Big change for me this month is a reduction to a four day work week at my civilian job - the company wasn't happy, but, if the client is OK with it, they should be. The real battle will be when I ask to go half time - may have to just go to 0 time instead :).
 
If you can't seem to shake them, what about writing to them with a change of address and give them an invalid address. Hopefully they'll start sending your subscription (and the junk mail) there, and when it gets returned maybe they'll leave you alone.
 
NRA's most important function for gray area retirees is to provide those periodic "Everything You Should Know About..." inserts. I clipped and saved them until I submitted my app for retired pay. Which was lost then in NOLA during Katrina, and necessitated re-submission to the relocated NRPC in KY (a whole 'nother story). Now if I can figure out TriCare For Life before I hit 65; but that's another thread.
 
TRICARE - now there's a real conundrum. I can't make heads or tails out of it.
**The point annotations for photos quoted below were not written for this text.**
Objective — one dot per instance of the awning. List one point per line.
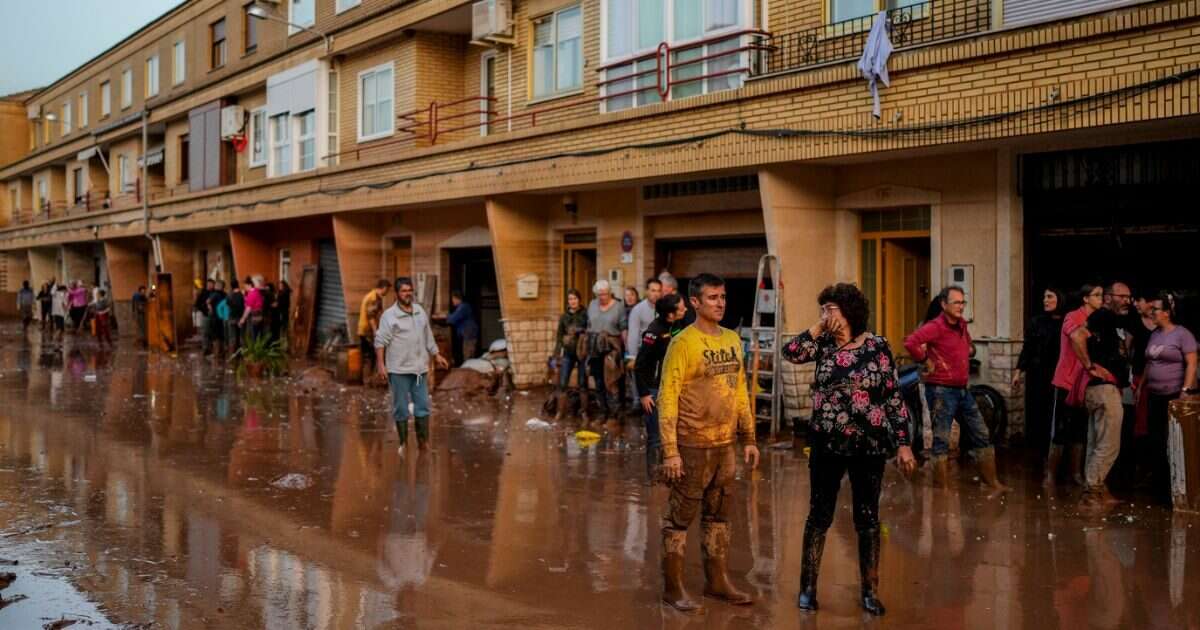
(153, 157)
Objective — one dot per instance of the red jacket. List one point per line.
(948, 346)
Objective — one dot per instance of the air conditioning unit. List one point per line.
(233, 121)
(491, 21)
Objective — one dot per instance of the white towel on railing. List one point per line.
(874, 63)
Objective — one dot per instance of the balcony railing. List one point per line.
(915, 24)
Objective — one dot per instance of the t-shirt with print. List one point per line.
(1167, 361)
(702, 396)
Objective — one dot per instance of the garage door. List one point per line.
(330, 300)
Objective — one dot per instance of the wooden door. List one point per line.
(906, 292)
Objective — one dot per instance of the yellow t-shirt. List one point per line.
(702, 397)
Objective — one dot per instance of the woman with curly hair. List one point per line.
(859, 419)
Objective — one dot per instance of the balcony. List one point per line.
(916, 24)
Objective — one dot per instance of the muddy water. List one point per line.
(139, 490)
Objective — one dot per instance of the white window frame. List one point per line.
(301, 138)
(151, 87)
(745, 19)
(126, 88)
(274, 163)
(259, 124)
(179, 63)
(391, 119)
(106, 99)
(293, 19)
(557, 93)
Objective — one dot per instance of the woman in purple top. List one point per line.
(1170, 372)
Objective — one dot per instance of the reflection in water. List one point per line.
(163, 471)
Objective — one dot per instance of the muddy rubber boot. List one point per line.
(987, 459)
(810, 565)
(423, 433)
(675, 541)
(940, 466)
(715, 547)
(1051, 466)
(869, 569)
(1077, 465)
Any easier primers put there??

Thanks.
 
Never joined 'em, although through my Reserve affiliation, I get sent other stuff - it's outdated and frankly garbage. I'm actively participating and roll my eyes at the Commander and Chief 'letters.' I need to retire really soon :)
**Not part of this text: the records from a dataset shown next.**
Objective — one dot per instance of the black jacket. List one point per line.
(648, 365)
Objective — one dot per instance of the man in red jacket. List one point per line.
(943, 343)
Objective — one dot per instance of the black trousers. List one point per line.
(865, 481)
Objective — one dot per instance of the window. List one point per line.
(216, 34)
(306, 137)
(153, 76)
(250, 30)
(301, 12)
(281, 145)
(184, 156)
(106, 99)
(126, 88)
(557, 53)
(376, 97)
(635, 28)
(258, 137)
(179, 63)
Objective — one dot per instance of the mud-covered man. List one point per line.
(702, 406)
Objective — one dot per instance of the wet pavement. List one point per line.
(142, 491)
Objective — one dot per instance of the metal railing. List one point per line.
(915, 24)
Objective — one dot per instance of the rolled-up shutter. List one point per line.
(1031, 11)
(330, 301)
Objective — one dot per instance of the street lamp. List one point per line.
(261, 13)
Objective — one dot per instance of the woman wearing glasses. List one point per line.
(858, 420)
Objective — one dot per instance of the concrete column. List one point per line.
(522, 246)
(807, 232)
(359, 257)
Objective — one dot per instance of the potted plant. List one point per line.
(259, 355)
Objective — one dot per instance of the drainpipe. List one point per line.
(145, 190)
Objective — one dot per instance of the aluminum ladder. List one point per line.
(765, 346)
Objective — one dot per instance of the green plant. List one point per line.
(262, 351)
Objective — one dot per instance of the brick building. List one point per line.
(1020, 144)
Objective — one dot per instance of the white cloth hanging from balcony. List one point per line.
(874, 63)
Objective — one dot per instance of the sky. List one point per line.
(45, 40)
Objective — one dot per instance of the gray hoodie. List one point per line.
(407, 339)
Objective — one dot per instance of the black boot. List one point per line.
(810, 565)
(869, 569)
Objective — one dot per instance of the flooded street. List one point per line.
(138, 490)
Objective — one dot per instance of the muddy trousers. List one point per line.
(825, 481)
Now - my undergraduate and graduate alma maters found me and send me their magazines - RPI is interesting - ASU is well, ASU - sports centric, beautiful people, yada, yada, yada. Comparing the content of the RPI and ASU mags is just plain unfair :) I must have grown up between my undergrad and grad degrees.

As for uniforms - will probably toss when I retire - hell, they've changed them so much over the years, I've already thrown out a lot.
 
When I retired from the Navy in 1996 I kept one set each of dress blues, dress whites and summer whites. Everything else went. At the time I said that the next time I'd wear my uniform would be at my funeral.

I'm a member of MOAA and the Navy League (NLUS). When I moved to Vermont, I joined the American Legion for two reasons: 1) as a way to meet people; 2) because they have one of the few bars in this small town. So I get their magazine, too. I also get a quarterly mag from the Navy Cryptologic Veterans Association (NCVA).

I read the two MOAA magazines and the "Cryptolog" regularly. "Sea Power" (NLUS) and the Legion magazine stay in the head for reading during "quiet time". I'm only moderately interested in keeping up with what's going on in the Navy and "Sea Power" fits the bill, particularly their annual Almanac which has a rundown of all the ship classes, aircraft types, flag officers, etc. I correspond via email with a few Navy buddies and we sometimes send articles or copies of NAVADMINs to each other. But sometimes I don't even read what they send me.

When I got involved with the Legion, I made the mistake of admitting that I still had uniforms and could fit in them. So I've been asked to be in a couple of parades, to present the American flag to NOK at funerals and things like that. I never thought I would be doing anything like that and, if it weren't for this being such a small town/rural area, I'm sure I wouldn't. (People genuinely seem to appreciate the effort and being in a small-town Memorial Day parade is a real kick.)